The drama of logs versus drinking water plays itself out every year in the West Kootenay.
It’s not in the mandate of the Regional District of Central Kootenay (RDCK) to deal with disputes about logging and watersheds but the district is increasingly being asked to do so by landowners, according to Ramona Faust, one of the representatives for rural Nelson on the RDCK board.
“We don’t have a department, we don’t have the expertise, we don’t collect any taxation for this,” she told the Star in April. “But we, as directors, have been put in this position and it is a heavy load to carry.”
For example, a logging company’s plan to open up a decommissioned logging road at Laird Creek near Balfour has led to a complex discussion between landowners, the RDCK, and the ministry of forests about what constitutes an independent scientific assessment of, in this case, terrain stability in a forest.

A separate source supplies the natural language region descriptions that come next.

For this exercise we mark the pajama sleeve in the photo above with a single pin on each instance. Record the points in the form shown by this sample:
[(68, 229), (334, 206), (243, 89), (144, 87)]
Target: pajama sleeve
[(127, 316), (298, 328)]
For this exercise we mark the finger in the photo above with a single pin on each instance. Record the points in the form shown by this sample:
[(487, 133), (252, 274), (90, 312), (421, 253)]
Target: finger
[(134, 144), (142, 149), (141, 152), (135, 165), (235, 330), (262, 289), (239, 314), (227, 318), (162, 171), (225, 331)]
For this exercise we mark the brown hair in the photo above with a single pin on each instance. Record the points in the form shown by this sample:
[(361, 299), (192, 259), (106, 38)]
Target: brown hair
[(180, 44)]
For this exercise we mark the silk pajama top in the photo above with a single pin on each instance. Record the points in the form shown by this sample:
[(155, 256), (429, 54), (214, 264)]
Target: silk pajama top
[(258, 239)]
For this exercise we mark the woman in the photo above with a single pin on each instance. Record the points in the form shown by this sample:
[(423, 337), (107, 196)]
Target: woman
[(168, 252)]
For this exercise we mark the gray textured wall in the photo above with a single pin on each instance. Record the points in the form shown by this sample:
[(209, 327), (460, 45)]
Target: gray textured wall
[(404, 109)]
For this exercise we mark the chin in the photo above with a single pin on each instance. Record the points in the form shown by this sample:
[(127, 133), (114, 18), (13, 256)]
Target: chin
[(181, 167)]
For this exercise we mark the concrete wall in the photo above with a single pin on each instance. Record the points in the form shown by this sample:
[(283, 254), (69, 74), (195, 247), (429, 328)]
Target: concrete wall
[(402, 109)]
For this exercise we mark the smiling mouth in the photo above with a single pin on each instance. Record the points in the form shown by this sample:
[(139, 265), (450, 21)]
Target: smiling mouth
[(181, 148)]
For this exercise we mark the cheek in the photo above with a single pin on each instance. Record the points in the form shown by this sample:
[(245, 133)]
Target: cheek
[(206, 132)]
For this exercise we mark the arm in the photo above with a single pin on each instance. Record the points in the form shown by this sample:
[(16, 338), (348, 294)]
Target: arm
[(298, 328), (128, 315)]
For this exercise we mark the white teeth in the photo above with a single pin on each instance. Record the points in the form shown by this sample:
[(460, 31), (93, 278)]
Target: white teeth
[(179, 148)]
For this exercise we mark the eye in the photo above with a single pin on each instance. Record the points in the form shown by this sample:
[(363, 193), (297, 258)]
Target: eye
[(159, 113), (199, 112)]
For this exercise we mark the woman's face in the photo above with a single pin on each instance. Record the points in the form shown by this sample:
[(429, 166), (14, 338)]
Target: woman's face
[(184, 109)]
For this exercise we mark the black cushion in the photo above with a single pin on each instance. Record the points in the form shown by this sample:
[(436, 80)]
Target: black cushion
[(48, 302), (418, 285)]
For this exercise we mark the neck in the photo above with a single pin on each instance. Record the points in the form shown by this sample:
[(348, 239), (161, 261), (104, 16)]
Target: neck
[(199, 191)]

Timber companies are mandated to hire their own experts and write their own plans and reports, but these are sometimes not perceived as independent by water users.

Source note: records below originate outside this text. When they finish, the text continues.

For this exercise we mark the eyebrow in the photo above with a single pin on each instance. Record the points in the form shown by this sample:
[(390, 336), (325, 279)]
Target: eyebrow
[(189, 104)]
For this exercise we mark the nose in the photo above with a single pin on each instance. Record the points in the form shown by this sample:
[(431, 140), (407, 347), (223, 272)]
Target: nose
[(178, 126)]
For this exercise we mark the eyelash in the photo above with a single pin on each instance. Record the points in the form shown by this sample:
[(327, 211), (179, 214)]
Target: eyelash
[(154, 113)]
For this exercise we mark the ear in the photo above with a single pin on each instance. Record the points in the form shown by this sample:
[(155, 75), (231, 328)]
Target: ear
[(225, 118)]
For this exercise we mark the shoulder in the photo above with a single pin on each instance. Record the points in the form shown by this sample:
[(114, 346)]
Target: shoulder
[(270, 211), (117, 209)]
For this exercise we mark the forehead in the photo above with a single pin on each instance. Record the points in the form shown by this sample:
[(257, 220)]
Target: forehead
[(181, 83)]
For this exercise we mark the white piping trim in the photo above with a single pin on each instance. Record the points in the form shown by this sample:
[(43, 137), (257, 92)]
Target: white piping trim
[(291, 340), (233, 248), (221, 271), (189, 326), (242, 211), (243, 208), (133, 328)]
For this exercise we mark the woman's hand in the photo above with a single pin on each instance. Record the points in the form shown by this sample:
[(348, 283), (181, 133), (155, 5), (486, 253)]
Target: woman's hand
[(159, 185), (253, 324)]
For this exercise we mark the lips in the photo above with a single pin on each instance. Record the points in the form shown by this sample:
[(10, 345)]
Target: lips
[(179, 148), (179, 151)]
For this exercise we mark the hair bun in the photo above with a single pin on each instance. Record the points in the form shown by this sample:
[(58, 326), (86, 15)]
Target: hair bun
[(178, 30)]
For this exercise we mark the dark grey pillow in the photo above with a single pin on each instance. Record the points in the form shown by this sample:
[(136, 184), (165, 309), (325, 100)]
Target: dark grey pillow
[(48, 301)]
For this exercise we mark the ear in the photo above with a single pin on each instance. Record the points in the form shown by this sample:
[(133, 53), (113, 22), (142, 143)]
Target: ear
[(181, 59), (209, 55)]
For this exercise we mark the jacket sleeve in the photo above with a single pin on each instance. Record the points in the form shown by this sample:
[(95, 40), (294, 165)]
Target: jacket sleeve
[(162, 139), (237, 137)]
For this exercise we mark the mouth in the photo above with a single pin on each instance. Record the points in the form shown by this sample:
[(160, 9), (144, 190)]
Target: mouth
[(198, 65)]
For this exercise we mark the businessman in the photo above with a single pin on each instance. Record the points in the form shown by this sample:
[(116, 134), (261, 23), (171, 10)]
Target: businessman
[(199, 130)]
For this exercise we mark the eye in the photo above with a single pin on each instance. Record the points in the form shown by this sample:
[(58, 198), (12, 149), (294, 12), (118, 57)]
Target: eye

A similar discussion has played out in the Argenta area this year. And the impasse in Ymir over forestry and water, initially reported by the Star in 2017, continues into 2019.
Add to the mix the unique status of private land logging, for which there is much less regulation than on Crown land.
The extensive clearcutting planned for both sides of Highway 6 between Giveout Creek and the Apex ski area was a significant story this year because the cut could drastically affect the landscape in one of the forested entrances to Nelson. It could also interfere with the recreational value of the rail trail, Cottonwood Lake Park and the cross-country ski area.
The RDCK, concerned about this, wrote to the forests minister asking for legislation to control private land logging.
The several parcels of land in question were purchased in late 2017 by a newly formed company owned by Mike Jenks and Bernie van Maren.
The RDCK has been negotiating with the company, Nelson Land Corporation, looking at the possibility of buying the land to prevent the logging.
During the fall, public concern about the logging gradually increased, culminating in a public meeting in December attended by 375 people who heard from scientists and community groups on the value of the forest around Cottonwood Lake and from several community leaders who urged the formation of a non-profit to purchase the land.